И Левушке было не легче. К нему привязались чуть ли не все мыслимые осложнения. И ревматизм, от которого болели все суставчики, и воспале­ние почек, посадившее его на мучительную бессолевую диету, наконец, на­чавшееся воспаление уха. Вот тут я впервые чуть не потеряла присутствие духа. Сделала огромный компресс и, несмотря на его мольбы, не позволя­ла снять. Ему стало так худо, что прибежал дежурный (это было ночью), сорвал компресс и стал обтирать его прохладной водой. В оправдание надо сказать, что в это время в палате умирал грудничок, которому делали тре­панацию черепа. На утро как раз очередной обход ушника: «Скажите, док­тор, какой минимум надо применять? До максимума я уже дошла». – «Не делайте ничего».
При всем том организация в детском отделении была превосходная, весь медперсонал внимателен и сердечен, ночные няни бдительны и всегда наготове, палатные сестры дежурили неотлучно, сестра-хозяйка приходила в палату советоваться с матерями, чем разнообразить стол. Левушка кап­ризничал, не хотел есть пресные блюда.
—             Может быть, лимончиком сбрызнуть или томата положить?Теперь это кажется сказкой. А ведь я ни разу никого не «поблаго­дарила»!
Маленьким больным старались скрасить пребывание в больнице. На Первое мая всем раздали подарки: книжки, апельсины. Особенно заботи­лись о тех, кто был лишен материнского ухода. Заведовала отделением Мария Николаевна Ованесова. Я позже имела случай встретить ее уже глу­бокой старухой и выразить ей мою признательность.
Мы-то, благодаря Розе Григорьевне, ни в чем не испытывали недостат­ка, были завалены лакомствами и игрушками. Имея от меня доверенность, она ничего не тратила на себя, но каждый день мне что-нибудь приносила, хотя нам давали полный обед.
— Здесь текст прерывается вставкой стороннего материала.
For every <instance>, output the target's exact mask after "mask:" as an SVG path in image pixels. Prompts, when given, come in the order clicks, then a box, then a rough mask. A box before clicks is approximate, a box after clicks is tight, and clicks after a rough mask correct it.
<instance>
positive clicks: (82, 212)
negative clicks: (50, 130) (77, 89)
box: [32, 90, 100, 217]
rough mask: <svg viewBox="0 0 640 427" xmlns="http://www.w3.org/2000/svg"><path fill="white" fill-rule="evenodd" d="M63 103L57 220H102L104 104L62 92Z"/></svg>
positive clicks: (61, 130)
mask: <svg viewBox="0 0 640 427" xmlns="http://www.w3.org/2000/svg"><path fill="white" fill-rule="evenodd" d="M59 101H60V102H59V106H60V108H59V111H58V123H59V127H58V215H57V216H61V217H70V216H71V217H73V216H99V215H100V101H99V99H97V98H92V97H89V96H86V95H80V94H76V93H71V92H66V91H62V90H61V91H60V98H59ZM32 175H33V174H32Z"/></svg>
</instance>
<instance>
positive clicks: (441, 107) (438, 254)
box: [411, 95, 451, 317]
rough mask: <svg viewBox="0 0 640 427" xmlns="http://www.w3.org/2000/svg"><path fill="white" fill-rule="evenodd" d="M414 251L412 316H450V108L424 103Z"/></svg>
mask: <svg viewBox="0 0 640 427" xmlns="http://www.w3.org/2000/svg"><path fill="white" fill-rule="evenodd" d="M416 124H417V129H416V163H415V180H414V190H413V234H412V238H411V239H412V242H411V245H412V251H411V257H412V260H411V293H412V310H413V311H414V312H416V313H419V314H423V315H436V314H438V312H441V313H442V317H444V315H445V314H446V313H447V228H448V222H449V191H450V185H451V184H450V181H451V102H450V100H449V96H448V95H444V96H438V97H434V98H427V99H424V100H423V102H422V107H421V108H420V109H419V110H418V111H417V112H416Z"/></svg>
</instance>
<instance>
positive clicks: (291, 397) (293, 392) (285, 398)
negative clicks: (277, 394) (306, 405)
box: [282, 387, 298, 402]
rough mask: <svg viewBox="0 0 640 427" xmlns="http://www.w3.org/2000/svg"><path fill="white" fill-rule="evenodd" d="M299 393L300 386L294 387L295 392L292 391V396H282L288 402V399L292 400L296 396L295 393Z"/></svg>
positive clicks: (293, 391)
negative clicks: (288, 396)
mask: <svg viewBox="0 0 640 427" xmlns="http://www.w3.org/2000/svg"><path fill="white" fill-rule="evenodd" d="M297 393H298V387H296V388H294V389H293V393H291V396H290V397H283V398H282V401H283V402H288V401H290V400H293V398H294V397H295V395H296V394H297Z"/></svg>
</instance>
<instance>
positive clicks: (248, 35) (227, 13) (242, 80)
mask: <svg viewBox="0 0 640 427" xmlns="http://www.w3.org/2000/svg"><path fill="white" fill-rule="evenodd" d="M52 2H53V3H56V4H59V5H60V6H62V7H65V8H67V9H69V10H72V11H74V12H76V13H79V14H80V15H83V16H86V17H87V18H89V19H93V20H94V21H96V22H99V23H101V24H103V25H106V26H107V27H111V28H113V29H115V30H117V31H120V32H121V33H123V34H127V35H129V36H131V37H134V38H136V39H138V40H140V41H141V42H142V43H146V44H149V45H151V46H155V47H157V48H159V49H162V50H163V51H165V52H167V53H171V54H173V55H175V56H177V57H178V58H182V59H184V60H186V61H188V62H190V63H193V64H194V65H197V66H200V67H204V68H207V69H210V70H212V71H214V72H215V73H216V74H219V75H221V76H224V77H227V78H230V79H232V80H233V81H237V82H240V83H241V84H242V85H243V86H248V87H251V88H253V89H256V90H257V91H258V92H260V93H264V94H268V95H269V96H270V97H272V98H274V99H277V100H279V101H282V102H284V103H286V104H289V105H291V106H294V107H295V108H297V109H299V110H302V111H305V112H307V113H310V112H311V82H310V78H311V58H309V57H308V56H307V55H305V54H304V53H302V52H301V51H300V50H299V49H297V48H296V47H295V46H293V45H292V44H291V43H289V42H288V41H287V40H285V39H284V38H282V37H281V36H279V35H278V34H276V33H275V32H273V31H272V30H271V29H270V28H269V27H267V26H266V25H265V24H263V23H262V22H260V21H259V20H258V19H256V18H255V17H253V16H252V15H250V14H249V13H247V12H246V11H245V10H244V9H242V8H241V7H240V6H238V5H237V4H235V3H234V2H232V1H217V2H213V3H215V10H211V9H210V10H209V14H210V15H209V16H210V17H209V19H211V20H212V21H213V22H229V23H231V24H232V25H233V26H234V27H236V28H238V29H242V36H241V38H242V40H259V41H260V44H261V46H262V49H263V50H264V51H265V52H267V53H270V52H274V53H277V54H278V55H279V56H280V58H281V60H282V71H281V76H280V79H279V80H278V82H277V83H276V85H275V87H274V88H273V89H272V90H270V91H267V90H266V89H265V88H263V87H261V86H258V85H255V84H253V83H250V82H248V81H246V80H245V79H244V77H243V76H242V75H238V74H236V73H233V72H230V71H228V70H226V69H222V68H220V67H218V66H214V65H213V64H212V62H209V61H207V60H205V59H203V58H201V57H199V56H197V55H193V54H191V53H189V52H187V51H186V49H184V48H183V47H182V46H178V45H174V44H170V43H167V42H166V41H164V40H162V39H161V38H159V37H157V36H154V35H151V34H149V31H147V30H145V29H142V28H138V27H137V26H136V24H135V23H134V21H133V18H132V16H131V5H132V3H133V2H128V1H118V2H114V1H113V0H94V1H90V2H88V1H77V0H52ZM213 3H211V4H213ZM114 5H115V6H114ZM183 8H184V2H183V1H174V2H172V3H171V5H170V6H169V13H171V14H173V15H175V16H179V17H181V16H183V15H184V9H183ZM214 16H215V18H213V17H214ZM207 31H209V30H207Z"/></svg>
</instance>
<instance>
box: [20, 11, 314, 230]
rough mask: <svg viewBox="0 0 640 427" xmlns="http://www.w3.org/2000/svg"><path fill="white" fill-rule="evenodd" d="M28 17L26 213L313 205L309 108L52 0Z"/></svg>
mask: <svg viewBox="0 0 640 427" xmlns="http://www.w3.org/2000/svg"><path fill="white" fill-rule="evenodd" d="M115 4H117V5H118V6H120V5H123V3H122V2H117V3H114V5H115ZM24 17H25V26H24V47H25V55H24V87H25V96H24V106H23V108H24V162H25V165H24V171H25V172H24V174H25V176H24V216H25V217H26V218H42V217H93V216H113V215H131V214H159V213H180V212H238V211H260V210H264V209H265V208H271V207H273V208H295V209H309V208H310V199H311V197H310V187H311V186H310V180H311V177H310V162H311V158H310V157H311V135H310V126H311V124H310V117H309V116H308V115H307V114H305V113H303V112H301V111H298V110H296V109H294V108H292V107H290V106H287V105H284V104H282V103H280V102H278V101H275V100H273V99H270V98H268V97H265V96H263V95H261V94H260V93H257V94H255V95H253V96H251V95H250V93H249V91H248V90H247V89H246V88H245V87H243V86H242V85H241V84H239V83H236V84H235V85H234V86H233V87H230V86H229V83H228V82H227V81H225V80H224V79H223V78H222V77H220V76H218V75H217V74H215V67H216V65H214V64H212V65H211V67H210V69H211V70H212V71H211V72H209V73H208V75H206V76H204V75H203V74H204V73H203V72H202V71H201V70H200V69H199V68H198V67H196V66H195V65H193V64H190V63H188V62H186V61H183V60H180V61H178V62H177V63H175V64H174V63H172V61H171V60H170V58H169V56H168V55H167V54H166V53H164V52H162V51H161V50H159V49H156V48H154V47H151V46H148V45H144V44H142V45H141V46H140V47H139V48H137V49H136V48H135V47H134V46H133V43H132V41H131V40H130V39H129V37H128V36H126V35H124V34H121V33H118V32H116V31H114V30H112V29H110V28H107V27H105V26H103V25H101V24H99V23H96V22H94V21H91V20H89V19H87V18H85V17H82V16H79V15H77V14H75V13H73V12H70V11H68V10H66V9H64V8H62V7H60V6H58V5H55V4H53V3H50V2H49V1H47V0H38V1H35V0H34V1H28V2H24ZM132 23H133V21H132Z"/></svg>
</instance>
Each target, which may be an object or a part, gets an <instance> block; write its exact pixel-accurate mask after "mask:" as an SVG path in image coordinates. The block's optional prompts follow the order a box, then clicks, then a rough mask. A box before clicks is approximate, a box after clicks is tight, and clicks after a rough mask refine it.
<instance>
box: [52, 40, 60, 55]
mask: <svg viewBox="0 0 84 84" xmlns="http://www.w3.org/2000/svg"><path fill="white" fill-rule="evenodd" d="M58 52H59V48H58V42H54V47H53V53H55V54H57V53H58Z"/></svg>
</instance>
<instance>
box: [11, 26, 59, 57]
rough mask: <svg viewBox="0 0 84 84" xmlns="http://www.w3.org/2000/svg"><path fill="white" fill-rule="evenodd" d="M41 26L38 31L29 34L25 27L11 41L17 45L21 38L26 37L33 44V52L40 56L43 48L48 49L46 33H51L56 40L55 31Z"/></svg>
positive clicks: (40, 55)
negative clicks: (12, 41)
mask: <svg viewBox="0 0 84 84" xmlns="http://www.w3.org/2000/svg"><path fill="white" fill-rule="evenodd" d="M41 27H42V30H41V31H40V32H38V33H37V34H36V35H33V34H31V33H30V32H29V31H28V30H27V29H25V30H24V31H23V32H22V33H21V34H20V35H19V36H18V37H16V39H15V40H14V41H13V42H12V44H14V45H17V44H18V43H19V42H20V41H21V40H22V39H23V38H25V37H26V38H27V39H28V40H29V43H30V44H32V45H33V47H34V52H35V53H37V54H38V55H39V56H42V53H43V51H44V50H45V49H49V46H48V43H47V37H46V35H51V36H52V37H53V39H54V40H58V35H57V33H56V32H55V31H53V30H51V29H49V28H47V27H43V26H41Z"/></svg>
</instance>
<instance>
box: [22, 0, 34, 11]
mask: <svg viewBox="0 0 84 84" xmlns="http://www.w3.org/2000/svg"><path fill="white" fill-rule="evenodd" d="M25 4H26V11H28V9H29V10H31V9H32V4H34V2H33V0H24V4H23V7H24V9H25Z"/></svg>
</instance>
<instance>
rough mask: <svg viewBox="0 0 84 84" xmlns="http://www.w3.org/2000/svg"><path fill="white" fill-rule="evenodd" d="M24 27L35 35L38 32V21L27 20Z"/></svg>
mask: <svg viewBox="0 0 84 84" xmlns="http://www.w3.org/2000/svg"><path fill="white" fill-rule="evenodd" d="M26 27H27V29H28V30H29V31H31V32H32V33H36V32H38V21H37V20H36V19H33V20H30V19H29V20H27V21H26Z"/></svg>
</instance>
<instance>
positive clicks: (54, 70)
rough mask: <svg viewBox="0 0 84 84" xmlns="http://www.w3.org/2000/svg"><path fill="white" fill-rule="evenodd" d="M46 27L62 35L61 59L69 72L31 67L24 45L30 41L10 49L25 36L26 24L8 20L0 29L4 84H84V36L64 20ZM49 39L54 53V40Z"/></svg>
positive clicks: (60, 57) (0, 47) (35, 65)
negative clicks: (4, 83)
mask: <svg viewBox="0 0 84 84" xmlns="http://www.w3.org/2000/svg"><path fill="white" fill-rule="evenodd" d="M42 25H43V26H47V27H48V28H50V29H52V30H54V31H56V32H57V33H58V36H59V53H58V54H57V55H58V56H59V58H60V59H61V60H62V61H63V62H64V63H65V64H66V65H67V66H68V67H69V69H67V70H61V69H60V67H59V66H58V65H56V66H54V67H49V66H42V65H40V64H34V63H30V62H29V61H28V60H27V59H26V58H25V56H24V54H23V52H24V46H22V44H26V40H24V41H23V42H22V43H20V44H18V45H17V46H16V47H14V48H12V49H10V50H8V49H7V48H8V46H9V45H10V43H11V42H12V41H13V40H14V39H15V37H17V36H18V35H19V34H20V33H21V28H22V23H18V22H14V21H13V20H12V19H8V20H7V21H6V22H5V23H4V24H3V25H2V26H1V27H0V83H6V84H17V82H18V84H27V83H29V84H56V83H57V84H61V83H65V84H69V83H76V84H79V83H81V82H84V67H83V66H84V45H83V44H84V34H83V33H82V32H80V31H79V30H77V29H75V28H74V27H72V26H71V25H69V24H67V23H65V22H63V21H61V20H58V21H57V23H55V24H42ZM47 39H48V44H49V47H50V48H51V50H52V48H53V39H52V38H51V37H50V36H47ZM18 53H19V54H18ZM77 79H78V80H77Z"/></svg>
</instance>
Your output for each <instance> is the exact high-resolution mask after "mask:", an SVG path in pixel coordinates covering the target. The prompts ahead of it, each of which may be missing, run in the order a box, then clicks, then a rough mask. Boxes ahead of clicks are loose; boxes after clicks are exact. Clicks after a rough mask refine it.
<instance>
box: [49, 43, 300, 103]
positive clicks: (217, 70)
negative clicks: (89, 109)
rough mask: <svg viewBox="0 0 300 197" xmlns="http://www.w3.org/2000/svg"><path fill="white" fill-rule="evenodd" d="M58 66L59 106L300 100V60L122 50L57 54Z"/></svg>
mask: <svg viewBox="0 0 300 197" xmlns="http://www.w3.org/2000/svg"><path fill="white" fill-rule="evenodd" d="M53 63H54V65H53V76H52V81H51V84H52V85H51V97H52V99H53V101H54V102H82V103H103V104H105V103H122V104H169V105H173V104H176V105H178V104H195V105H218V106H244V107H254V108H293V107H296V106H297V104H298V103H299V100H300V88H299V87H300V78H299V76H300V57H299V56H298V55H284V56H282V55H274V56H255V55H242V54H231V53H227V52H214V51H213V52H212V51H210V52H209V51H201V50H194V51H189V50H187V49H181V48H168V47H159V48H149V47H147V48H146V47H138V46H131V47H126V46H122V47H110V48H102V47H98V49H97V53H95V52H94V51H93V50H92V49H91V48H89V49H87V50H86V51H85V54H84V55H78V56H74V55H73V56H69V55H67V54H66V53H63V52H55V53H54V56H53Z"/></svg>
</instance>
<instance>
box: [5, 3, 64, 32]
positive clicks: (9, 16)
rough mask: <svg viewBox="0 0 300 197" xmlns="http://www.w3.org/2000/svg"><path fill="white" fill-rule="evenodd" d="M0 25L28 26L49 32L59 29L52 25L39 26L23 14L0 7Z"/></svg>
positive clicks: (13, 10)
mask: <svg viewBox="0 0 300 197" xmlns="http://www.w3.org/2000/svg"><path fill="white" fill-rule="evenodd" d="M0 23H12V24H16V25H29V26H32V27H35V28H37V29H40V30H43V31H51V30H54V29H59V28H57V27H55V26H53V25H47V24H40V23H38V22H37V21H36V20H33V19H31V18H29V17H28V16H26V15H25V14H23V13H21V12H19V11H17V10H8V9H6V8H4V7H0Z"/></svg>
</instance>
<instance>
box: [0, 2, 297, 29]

Мише я ничего не сообщала, зачем было его попусту тревожить? А ког­да вернулся, впал в панику, стал бегать по знакомым врачам, советоваться, ночами стоял под нашим окном. У Левушки новая беда: подхватил там корь. Снова скакнула температура. Перевели нас в отдельную комнатку, Юрика выписали. Прежний палатный врач, Ревекка Юрьевна Гольдштейн (это она распознала корь), сказала:
—             Как будет возможность, скорее забирайте его отсюда, еще одной ин­фекции он не выдержит.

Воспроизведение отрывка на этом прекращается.